The Apollo Guidance Computer: Architecture and Operation by Frank O'Brien
Publisher: Springer Praxis Books
By now I've spent almost two decades in the software industry. Before that I used to hack around on my own toy projects, so it's probably fair to say I got a decent grasp on programming. But despite all these years thinking about code I noticed that I knew embarrassingly little about how computers actually work. What happens to all the code we write once it has been compiled down to machine instructions? How does it get executed? And, just as interesting, how can ones and zeros control peripherals like keyboards, printers or even rocket engines? My degree in electrical engineering gave me a decent understanding of several necessary components but it was far from enough. And yes, for those who know me, I may not have been the most motivated student back in the early 90ies.
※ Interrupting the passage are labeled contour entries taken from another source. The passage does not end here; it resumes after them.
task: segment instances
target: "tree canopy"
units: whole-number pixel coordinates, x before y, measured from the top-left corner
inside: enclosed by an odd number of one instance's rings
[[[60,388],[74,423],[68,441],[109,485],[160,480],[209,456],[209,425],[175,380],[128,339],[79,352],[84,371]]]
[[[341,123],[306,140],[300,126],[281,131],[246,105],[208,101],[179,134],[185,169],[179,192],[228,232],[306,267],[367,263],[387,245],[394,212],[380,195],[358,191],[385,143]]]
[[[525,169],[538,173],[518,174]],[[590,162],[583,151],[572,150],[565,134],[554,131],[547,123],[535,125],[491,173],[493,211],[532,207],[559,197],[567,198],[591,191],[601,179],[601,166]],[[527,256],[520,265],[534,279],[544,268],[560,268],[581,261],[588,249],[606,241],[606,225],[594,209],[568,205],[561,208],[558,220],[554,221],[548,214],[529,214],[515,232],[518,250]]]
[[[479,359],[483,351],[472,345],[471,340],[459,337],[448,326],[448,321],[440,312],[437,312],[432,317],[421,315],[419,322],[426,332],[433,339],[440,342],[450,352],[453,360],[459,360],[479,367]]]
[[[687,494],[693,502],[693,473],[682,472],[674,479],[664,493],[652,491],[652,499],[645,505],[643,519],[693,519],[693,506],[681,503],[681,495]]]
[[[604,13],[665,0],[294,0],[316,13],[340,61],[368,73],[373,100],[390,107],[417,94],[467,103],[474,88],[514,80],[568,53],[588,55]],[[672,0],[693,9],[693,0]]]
Thus I decided to make up for lost time by diving deeper into this subject and develop my mechanical sympathy. My first stop on this learning tour was the brilliant Code by Charles Petzold. A book about the Apollo Guidance Computer seemed like a natural next step for several reasons. First of all because I'm genuinely fascinated by both space flight and the Apollo program, but also as a way to study a real computer architecture in detail.
Studying an old and obsolete computer architecture is advantageous for a hardware newbies like me. The relative simplicity of the architecture makes it possible to grasp; You don't need to worry about CPU caches, multi-core processes or mesh network topologies. The machines of the 60ies were simple. The abstraction layers between the code and the hardware are also shallow since application programs were written in assembly or machine code. This makes it straightforward to reason about code execution.
Reliable Hardware: Core Rope Memory
The book kicks off with a tour of the hardware in the Apollo Guidance Computer. I was surprised by all the oddities in the architecture, like squeezing 3 bits opcodes and the associated operand address into a 15 bits word. 3 bits doesn't take you far, neither does 12 bit addresses, given that the computer exhibits a blazing 38 Kb of memory. So how can you address 38 Kb with just 12 bits? Math isn't really patchable. Instead, the solution to this addressing problem was to introduce memory banking. Memory banking basically means that the available memory is divided into different slots, the banks, and special hardware registers were used to control which bank the 12 bit address should reference. While it solves the addressing problem, memory management in the Apollo Guidance Computer definitely feels complicated.
Another interesting surprise was the usage of core rope memory that the Apollo Guidance Computer pioneered. Core rope memory is read-only and makes up the majority of the memory in the guidance computer. A rope memory is indeed just what it sounds like: you thread thin wires through ferrite rings. Those rings are paired, one for '1' and one for '0'. The coolest thing (yes, your mileage regarding coolness may vary) is that these cores, or rings, may be re-used; A single core could be shared for the encoding of 24 different machine words. Pretty cool.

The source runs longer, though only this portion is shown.